When services are Cosmetic and Not Medically Necessary:
For the following procedure code, or when the code describes a procedure designated in the Clinical Indications section as cosmetic and not medically necessary.
CPT |
|
| Including, but not limited to the following: |
19325 | Breast augmentation with implant |
|
|
ICD-10 Diagnosis |
|
F64.0-F64.9 | Gender identity disorders |
Z87.890 | Personal history of sex reassignment |
Discussion/General Information |
Gender dysphoria is a condition wherein an individual’s psychological gender identity does not coincide with their anatomic gender. This results in the persistent feeling of being “trapped in the wrong body” or gender incongruence. This diagnosis should not be confused with cross-dressing, refusal to accept homosexual orientation, psychotic delusions, or personality disorders.

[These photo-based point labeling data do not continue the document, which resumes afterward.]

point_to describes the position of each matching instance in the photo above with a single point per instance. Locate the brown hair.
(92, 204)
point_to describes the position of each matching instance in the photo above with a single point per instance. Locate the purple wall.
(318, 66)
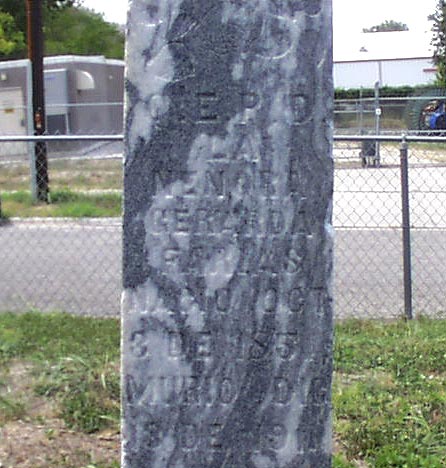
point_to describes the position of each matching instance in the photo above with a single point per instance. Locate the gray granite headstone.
(227, 308)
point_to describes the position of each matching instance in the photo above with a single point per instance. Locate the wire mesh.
(71, 260)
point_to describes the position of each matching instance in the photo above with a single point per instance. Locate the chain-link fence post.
(407, 256)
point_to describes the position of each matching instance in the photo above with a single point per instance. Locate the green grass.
(63, 203)
(389, 393)
(76, 362)
(389, 389)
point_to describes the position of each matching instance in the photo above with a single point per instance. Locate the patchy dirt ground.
(32, 436)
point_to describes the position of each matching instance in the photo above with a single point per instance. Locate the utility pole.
(35, 55)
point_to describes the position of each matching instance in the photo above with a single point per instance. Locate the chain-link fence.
(66, 255)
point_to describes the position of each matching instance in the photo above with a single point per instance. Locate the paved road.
(75, 266)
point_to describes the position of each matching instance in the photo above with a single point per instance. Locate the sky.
(349, 16)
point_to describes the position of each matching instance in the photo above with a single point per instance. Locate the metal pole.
(35, 54)
(30, 128)
(377, 124)
(407, 256)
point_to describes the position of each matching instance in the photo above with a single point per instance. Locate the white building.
(391, 58)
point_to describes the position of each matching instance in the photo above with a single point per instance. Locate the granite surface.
(227, 305)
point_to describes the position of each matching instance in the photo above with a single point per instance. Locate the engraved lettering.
(182, 220)
(270, 300)
(293, 262)
(286, 345)
(282, 391)
(214, 432)
(276, 436)
(204, 345)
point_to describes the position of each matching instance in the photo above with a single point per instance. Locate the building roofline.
(62, 59)
(383, 59)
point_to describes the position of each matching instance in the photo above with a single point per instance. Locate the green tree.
(439, 41)
(81, 31)
(17, 9)
(387, 26)
(12, 41)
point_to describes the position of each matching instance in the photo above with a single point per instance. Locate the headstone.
(227, 307)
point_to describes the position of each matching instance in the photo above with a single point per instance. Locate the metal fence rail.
(389, 218)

In May 2013, the American Psychiatric Association published an update to its Diagnostic and Statistical Manual of Mental Disorders, Fifth edition (DSM-5). This update included a significant change to the nomenclature of conditions related to gender psychology. Specifically, the term “Gender Identity Disorder (GID)” was replaced with “Gender Dysphoria.” Additionally, the DSM-5 provided updated diagnostic criteria for gender dysphoria for both children and adults. The new criteria are as follows:
Gender dysphoria in Children*
Gender dysphoria in Adolescents and Adults*
*From: Diagnostic and Statistical Manual of Mental Disorders, Fifth Edition. DSM-5. American Psychiatric Association. Washington, DC. May 2013. Page 451-459.

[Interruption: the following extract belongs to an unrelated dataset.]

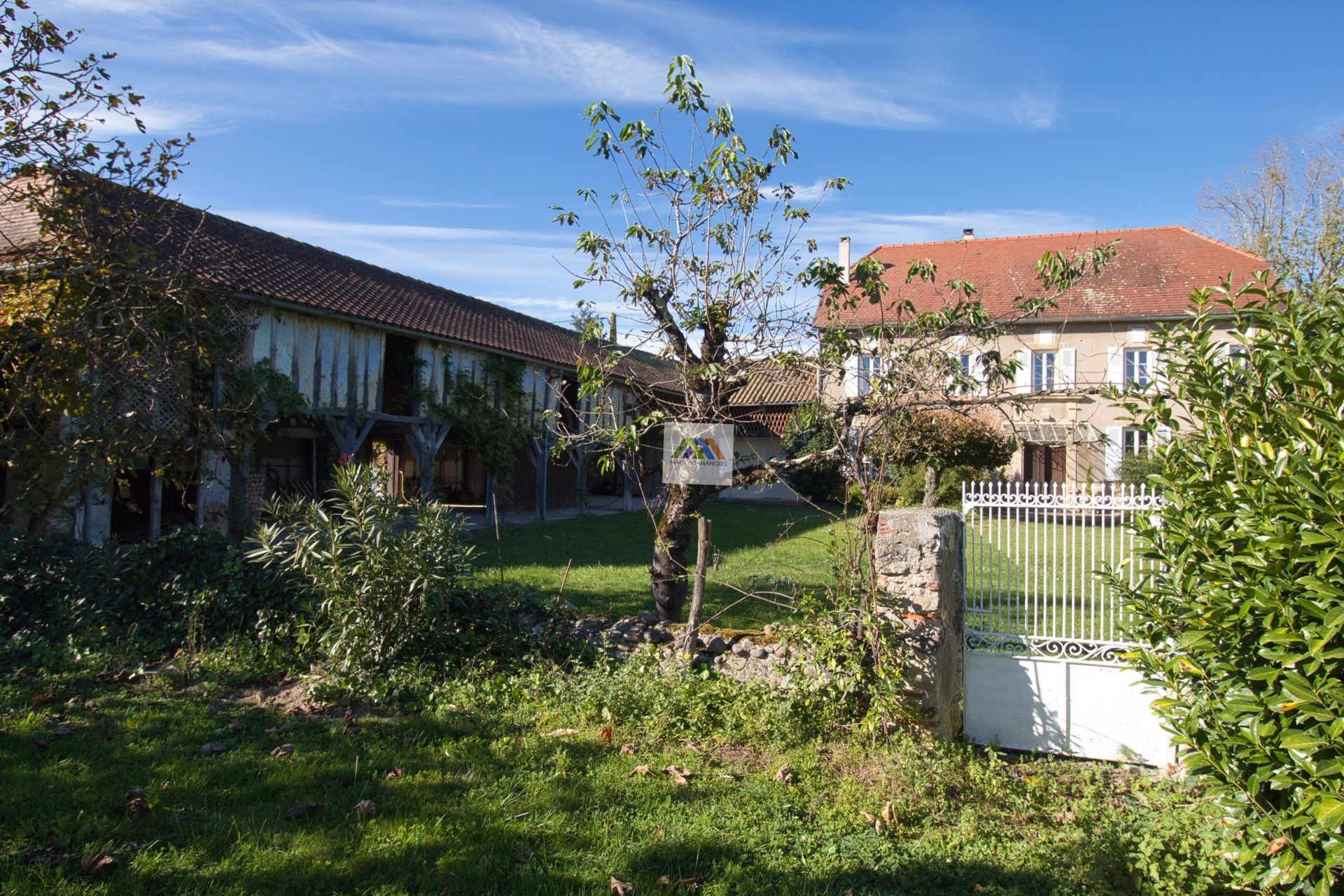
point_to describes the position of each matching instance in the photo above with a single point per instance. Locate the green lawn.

Surgical treatment for gender dysphoria differs depending upon the natal gender of the individual. For male-to-female (MtF) individuals, also known as “transwomen,” surgery involves removal of the testicles and penis and the creation of neovagina, clitoris, and labia. For female-to-male (FtM) individuals, known as “transmen,” surgery involves removal of the uterus, ovaries, and vagina, and creation of a neophallus, and scrotum with scrotal prostheses. At this time, the creation of a neophallus for transmen is a multistage reconstructive procedure.
The medical necessity criteria above are based upon the Standards of Care (SOC) for the Health of Transsexual, Transgender, and Gender Nonconforming People, Seventh Version, published by the World Professional Association for Transgender Health (WPATH) (2013). This document is widely accepted as the definitive document in the area of gender dysphoria treatment, and it has been cited in numerous articles by other respected authors and organizations. The WPATH criteria have been adopted in several countries as the standard of care for the treatment of gender dysphoria, including hormone therapy and gender reassignment surgery.

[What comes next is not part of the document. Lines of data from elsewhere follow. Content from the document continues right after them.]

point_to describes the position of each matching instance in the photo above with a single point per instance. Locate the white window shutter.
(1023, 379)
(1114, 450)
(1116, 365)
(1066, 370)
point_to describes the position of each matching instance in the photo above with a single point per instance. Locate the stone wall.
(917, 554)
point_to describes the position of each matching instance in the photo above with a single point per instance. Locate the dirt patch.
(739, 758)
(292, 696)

The criteria in the SOC are supported by evidence-based peer-reviewed journal publications. Several studies have shown that extensive long-term trials of hormonal therapy and real-life experience living as the other gender, as well as social support and acceptance by peer and family groups, greatly improve psychological outcomes in individuals undergoing gender reassignment surgery (Eldh, 1997; Landen, 1998). A study reported by Monstrey and colleagues (2001) described the importance of close cooperation between the many medical and behavioral specialties required for proper treatment of individuals with gender dysphoria who wish to undergo gender reassignment surgery. Similar findings were reported earlier by Schlatterer et al. in 1996. One study of 188 subjects undergoing gender reassignment surgery found that dissatisfaction with surgery was highly associated with sexual preference, psychological co-morbidity, and poor pre-operative body image and satisfaction (Smith, 2005).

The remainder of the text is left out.